Verheugen is supported by Angela Merkel (CDU), the German Chancellor and current European Council president. Speaking to business representatives at the end of January, Merkel expressed her wish to act 'with full force' against Brussels' climate protection plans. No wonder: German car manufacturers, above all Mercedes and BMW, are well-known to make their money from comfortable, petrol-guzzling limousines.
Merkel’s tough talk came as a surprise, though. After all, she had wanted to demonstrate her climate protection credentials during her six-month European Council presidency. Whether speaking to parliament or to the World Economic Forum in Davos, Merkel has ceased to describe global warming as the 'most important challenge to humanity.' 'It must be made clear to everyone that every country has to actively work to reduce harmful emissions,' she stressed in an eco-minded interview in political magazine Cicero's January edition.
All this is just hot air, merely pumping further unnecessary carbon dioxide into the atmosphere. Merkel claims to want to save jobs endangered by the CO² regulations. That may well be true, but if decisive action is not taken now, climate change will put the entire world economy in danger. Nobel Prize winner and economist Sir Nicholas Stern has done the sums, published in a report at the end of October. Not to mention just last week, when the UN climate watchdog removed all remaining doubts that human activity is causing global warming. According to their report, there will be serious consequences if immediate decisive action is not taken to put a brake on CO² emissions.
Merkel knows that, and she also knows that Europeans are afraid of the consequences of climate change. In the meantime the issue is sizzling. Not only the unpredictable weather of the past few months is contributing to this, but popular environmental activists taking the limelight such as Al Gore with his documentary 'An Inconvenient Truth.'
Even so the German Chancellor is shielding the German automotive industry, so that its wealthy clientele can continue to travel around cities in their sleek SUVs.
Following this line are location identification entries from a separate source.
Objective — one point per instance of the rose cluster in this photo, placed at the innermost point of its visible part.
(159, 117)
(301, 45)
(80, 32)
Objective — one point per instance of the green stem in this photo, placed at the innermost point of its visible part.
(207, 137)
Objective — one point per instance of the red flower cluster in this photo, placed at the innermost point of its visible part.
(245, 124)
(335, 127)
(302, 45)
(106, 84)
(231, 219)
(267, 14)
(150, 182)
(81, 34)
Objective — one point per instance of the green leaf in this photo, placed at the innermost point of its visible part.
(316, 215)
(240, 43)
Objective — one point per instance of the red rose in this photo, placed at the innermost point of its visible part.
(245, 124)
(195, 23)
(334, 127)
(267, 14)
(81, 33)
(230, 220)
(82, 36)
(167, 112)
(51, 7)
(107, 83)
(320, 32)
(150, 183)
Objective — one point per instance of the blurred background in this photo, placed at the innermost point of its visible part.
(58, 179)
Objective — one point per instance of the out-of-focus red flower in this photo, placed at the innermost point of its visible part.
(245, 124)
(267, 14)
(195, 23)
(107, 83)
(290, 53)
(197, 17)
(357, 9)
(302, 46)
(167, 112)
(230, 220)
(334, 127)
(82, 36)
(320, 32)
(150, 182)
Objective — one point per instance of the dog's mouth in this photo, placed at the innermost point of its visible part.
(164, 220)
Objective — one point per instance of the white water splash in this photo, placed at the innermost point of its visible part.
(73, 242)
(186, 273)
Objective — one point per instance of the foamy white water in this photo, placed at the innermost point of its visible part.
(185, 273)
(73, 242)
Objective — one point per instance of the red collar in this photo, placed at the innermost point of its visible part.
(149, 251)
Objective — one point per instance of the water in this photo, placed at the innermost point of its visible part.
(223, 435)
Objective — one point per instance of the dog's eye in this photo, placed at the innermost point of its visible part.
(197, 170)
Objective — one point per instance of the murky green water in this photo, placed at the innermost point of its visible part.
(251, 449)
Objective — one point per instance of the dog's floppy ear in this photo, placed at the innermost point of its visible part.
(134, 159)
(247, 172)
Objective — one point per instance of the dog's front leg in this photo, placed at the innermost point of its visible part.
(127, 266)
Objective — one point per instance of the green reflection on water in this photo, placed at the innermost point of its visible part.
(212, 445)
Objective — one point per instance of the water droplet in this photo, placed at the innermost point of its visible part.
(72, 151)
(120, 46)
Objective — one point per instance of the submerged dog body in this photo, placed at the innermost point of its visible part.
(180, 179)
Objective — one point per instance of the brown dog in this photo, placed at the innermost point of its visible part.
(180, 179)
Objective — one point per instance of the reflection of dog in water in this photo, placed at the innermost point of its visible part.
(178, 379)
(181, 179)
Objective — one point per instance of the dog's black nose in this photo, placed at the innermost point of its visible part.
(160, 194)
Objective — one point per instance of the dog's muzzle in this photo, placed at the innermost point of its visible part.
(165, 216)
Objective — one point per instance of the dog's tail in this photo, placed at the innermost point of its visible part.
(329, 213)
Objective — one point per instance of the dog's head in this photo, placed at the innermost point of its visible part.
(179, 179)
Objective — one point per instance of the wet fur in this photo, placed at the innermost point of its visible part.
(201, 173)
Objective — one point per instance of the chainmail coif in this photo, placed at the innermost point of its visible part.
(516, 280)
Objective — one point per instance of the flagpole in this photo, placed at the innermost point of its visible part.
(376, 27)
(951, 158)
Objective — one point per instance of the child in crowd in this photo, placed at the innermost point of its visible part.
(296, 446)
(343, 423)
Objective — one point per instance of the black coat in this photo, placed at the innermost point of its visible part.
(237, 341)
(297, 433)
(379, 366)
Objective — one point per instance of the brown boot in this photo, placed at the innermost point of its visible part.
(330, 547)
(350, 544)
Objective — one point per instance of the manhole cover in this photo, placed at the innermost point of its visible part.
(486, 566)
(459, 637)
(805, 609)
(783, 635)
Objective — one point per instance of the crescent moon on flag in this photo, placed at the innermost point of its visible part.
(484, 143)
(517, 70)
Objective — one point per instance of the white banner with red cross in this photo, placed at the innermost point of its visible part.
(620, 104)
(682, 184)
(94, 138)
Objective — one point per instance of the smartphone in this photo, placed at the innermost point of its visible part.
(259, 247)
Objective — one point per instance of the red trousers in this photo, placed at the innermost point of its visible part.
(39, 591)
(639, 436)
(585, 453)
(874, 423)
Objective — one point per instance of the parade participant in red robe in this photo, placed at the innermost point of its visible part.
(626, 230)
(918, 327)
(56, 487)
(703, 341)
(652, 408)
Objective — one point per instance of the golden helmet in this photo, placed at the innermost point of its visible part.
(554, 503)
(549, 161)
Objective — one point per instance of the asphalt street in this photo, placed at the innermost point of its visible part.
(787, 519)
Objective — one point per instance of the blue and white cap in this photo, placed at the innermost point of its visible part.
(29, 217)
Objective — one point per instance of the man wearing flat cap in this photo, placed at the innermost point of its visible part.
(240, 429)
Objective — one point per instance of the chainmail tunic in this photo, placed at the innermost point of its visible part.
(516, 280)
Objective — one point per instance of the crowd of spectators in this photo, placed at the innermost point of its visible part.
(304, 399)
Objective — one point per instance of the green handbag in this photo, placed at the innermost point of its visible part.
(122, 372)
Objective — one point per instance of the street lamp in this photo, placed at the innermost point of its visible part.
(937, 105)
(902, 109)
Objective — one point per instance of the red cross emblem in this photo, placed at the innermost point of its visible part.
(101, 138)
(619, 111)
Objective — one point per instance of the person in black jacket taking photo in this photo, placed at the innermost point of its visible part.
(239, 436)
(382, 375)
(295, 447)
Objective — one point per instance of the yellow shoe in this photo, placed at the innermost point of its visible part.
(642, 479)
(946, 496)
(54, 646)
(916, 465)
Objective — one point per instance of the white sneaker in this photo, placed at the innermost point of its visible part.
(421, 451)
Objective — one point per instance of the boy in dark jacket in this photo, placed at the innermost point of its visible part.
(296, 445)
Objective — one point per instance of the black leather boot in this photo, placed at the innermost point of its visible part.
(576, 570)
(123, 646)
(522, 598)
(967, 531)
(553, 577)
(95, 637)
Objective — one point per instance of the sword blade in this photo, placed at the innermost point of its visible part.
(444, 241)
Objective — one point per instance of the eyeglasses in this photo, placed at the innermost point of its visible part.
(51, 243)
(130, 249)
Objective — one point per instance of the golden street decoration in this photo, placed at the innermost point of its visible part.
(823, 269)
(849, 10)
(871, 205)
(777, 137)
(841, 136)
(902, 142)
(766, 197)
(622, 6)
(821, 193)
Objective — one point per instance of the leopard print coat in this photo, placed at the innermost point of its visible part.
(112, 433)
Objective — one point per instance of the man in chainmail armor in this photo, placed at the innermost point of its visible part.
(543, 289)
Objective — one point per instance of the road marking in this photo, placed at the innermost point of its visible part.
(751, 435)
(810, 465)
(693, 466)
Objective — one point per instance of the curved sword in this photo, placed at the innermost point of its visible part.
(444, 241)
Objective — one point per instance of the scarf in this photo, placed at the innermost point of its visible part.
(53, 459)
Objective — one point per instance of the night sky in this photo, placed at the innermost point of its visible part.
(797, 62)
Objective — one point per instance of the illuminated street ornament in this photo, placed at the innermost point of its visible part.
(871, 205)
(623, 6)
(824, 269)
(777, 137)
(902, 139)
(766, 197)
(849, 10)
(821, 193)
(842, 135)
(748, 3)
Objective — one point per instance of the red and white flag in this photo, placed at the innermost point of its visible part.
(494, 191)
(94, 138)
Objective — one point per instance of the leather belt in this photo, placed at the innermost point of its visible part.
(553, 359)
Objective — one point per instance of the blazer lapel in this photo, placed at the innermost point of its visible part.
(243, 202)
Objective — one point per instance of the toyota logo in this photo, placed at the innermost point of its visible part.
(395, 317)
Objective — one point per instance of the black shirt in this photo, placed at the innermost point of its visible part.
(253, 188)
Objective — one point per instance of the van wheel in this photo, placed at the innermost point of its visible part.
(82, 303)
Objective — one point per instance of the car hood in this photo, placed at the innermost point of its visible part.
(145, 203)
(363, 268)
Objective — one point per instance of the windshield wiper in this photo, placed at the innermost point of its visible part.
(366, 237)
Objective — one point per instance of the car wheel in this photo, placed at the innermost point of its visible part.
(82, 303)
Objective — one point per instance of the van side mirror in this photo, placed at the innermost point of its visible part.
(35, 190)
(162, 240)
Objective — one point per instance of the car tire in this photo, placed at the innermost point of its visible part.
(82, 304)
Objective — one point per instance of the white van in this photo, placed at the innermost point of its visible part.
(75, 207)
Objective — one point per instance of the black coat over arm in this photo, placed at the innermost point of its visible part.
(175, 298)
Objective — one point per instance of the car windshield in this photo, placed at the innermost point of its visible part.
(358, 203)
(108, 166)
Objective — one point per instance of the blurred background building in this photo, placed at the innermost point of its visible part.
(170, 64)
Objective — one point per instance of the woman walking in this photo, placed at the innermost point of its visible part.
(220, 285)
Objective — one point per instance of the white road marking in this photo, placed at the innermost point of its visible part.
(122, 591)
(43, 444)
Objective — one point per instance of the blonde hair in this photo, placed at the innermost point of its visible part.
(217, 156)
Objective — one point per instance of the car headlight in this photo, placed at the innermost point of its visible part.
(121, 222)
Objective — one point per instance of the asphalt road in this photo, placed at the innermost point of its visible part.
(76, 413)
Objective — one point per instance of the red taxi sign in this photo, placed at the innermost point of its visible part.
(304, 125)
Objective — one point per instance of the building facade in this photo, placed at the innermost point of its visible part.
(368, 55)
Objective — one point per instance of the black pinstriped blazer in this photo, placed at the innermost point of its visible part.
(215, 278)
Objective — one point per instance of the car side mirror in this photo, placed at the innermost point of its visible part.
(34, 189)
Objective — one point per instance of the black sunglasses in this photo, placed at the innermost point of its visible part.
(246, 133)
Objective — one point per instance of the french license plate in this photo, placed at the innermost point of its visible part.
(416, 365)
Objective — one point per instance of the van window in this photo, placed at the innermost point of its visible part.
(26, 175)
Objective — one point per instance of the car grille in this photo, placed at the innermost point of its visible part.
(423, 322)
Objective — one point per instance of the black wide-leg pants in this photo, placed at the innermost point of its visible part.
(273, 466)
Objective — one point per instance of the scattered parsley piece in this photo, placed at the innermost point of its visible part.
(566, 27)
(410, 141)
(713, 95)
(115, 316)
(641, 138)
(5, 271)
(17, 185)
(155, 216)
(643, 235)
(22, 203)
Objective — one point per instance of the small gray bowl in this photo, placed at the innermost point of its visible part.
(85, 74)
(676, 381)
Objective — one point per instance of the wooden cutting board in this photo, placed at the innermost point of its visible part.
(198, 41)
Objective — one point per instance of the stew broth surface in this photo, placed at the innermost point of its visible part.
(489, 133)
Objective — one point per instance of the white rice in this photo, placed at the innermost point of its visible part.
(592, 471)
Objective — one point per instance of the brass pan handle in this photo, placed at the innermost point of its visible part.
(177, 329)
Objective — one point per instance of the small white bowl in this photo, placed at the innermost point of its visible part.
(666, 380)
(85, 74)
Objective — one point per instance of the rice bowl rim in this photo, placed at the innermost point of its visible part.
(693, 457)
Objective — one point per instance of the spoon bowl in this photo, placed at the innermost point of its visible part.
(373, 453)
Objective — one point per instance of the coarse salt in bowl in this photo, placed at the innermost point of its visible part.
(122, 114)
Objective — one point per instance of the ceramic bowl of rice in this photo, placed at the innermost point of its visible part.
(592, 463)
It is both anachronistic and irresponsible. Europe must change the course of its environmental policy if it still wants to get its act together. The future lies in petrol efficient cars. Those who fail to recognise this are not only a danger to the environment, but to jobs as well.
Should environmental groups criticise the Commission for having given in to the automotive lobby, Dimas can say he achieved partial success. The European automotive industry will for the first time be required to make a contribution to climate protection. It is a small but important step in the right direction – thanks to the EU.